I create a supercell (large lattice vector along z) and sample the k-space in z-direction with G-point only.
The electric field is applied in z-direction, the abinit tries to evalute zero electric field berry phase at
some crazy vector 0.00000 0.00000 44.15011 and then crushes. I don't understand why, could
you help me out, please
***********************************************
Computing the polarization (Berry phase) for reciprocal vector:
0.00000 0.00000********* (in reduced coordinates)
0.00000 0.00000 44.15011 (in cartesian coordinates - atomic units)
Number of strings: 9
Number of k points in string: 1

berryphase_new : BUG -
For k-point # 1,
the determinant of the overlap matrix is found to be 0.
Action : contact ABINIT group.

.Delivered 8 WARNINGs and 2 COMMENTs to log file.
leave_new : decision taken to exit ...
*******************
INPUT file
cat > MS2.in << EOF
acell 1.0 1.0 1.0 #
rprim 2.95 -5.1095498823281877 0.0
2.95 5.1095498823281877 0.0
0.0 0.0 22.65 # dimension in z
#

#Definition of the atom types
ntypat 2 # There are two types of atoms
znucl 42 16 # The keyword "znucl" refers to the atomic number of the
# possible type(s) of atom.
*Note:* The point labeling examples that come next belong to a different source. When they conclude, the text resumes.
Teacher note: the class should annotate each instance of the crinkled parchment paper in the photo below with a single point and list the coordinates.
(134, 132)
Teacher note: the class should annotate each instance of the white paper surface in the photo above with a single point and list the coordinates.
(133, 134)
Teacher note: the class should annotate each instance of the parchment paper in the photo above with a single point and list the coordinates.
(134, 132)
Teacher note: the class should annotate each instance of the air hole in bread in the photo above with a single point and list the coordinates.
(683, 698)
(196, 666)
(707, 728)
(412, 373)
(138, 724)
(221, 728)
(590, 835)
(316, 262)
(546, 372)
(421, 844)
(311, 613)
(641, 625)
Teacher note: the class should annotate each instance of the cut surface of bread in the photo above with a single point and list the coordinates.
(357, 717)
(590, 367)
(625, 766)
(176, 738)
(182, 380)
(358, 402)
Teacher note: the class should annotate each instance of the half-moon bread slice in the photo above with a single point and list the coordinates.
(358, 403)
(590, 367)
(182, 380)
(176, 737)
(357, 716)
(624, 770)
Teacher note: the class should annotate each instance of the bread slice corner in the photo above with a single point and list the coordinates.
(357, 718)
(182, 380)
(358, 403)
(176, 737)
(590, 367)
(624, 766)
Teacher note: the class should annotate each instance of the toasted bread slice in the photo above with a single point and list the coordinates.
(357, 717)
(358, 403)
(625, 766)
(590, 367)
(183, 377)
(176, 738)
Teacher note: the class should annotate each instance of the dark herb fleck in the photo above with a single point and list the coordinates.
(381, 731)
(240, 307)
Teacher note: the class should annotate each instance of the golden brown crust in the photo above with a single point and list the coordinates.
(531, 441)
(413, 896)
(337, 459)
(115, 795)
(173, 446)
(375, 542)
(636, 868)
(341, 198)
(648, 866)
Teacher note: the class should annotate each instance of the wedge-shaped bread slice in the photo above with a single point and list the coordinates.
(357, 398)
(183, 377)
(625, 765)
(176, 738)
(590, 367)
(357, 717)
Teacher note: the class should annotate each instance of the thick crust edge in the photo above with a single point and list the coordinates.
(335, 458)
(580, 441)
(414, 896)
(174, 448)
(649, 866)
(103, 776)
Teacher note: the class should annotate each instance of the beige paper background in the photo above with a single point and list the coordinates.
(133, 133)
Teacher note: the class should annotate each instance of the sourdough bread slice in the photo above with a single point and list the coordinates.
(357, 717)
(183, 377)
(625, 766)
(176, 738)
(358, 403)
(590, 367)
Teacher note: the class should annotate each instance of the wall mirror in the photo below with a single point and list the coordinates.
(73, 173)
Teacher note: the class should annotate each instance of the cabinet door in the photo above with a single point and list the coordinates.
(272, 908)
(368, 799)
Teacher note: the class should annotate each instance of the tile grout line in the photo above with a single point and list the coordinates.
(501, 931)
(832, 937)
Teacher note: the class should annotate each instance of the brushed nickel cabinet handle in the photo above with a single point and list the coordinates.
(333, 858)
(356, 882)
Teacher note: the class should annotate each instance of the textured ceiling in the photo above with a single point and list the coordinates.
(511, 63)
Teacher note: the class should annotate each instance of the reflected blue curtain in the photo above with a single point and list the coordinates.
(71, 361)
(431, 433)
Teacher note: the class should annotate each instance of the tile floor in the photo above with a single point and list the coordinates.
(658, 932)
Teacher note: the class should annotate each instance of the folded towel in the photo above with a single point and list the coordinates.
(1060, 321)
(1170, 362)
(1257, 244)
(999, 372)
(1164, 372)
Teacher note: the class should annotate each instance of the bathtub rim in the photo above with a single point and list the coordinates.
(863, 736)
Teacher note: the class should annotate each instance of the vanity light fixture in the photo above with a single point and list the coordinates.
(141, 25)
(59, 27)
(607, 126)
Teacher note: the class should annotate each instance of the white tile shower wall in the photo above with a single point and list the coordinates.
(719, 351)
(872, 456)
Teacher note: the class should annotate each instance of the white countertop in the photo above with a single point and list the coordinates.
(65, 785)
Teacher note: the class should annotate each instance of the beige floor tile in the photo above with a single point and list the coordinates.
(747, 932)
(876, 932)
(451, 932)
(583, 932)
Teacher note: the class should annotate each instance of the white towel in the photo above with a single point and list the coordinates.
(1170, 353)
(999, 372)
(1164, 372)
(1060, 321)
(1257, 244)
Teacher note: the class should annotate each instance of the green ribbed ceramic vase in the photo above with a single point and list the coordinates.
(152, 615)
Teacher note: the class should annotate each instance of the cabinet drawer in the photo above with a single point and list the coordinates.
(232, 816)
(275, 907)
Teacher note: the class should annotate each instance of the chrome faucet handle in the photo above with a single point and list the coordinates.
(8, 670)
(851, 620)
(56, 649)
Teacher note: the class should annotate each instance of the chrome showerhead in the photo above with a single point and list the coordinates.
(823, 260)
The pseudopotential(s)
# mentioned in the "files" file must correspond
# to the type(s) of atom. Here, the only type is Silicon.


#Definition of the atoms
natom 6 # There are two atoms
typat 2*1 #
4*2 # one As
xred # This keyword indicate that the location of the atoms
0.33333333333333333333 0.66666666666666667 0.25
0.66666666666666666667 0.33333333333333333 0.75
0.33333333333333333333 0.66666666666666667 0.62
0.66666666666666666667 0.33333333333333333 0.12
0.66666666666666666667 0.33333333333333333 0.38
0.33333333333333333333 0.66666666666666667 0.88


#Definition of the planewave basis set
ecut 5 # Maximal kinetic energy cut-off, in Hartree

#Definition of the k-point grid
kptopt 1 # Option for the automatic generation of k points, taking
# into account the symmetry
ngkpt 3 3 1 #
nshiftk 1 # of the reciprocal s
# repeated four times, with different shifts :
shiftk 0.0 0.0 0.0

#Definition of the SCF procedure
nband 26
nstep 100 # Maximal number of SCF cycles
toldfe 1.0d-6 # Will stop when, twice in a row, the difference
# between two consecutive evaluations of total energy
# differ by less than toldfe (in Hartree)
diemac 12.0 # Although this is not mandatory, it is worth to
# precondition the SCF cycle. The model dielectric
# function used as the standard preconditioner
# is described in the "dielng" input variable section.

ndtset 2
jdtset 11
21

berryopt11 -1 rfdir11 0 0 1

berryopt21 4 efield21 0.0 0.0 0.001 getwfk21 11

nbdbuf 0

This isn't a bug, you are asking the code to work in a way that it's not designed to work. In the calculation you're trying to do, the polarization is evaluated by doing phase integrals along strings of k points in the fundamental directions of the k mesh. The object being integrated is the overlap of wavefunctions at neighboring k points, that is, <u_nk|u_n{k+b}> where b is the increment in k space. For this procedure to be well-founded the k mesh can't be too coarse (or too fine, it turns out, but in practice it's not easy to reach that limit). When you only allow one k point in a given direction then the overlap integrals don't really make sense. You should try the calculation with rfdir 1 1 1 and also with a denser k point mesh in all directions. I'm still not sure this will work because this entire algorithm may not be appropriate for surfaces, someone else will have to comment on that.

Dear prof. Zwanziger,
thank you for your response, is there any way to do finite electric field caclulations for 2D systems?

I met the same problem when calculating the Berry phase for a graphene oxide sheet (also using 1 k-point, because the supecell was large). Nevertheless, The Berry phase calculations work fine for a single water molecule in a box with 1 k-point only.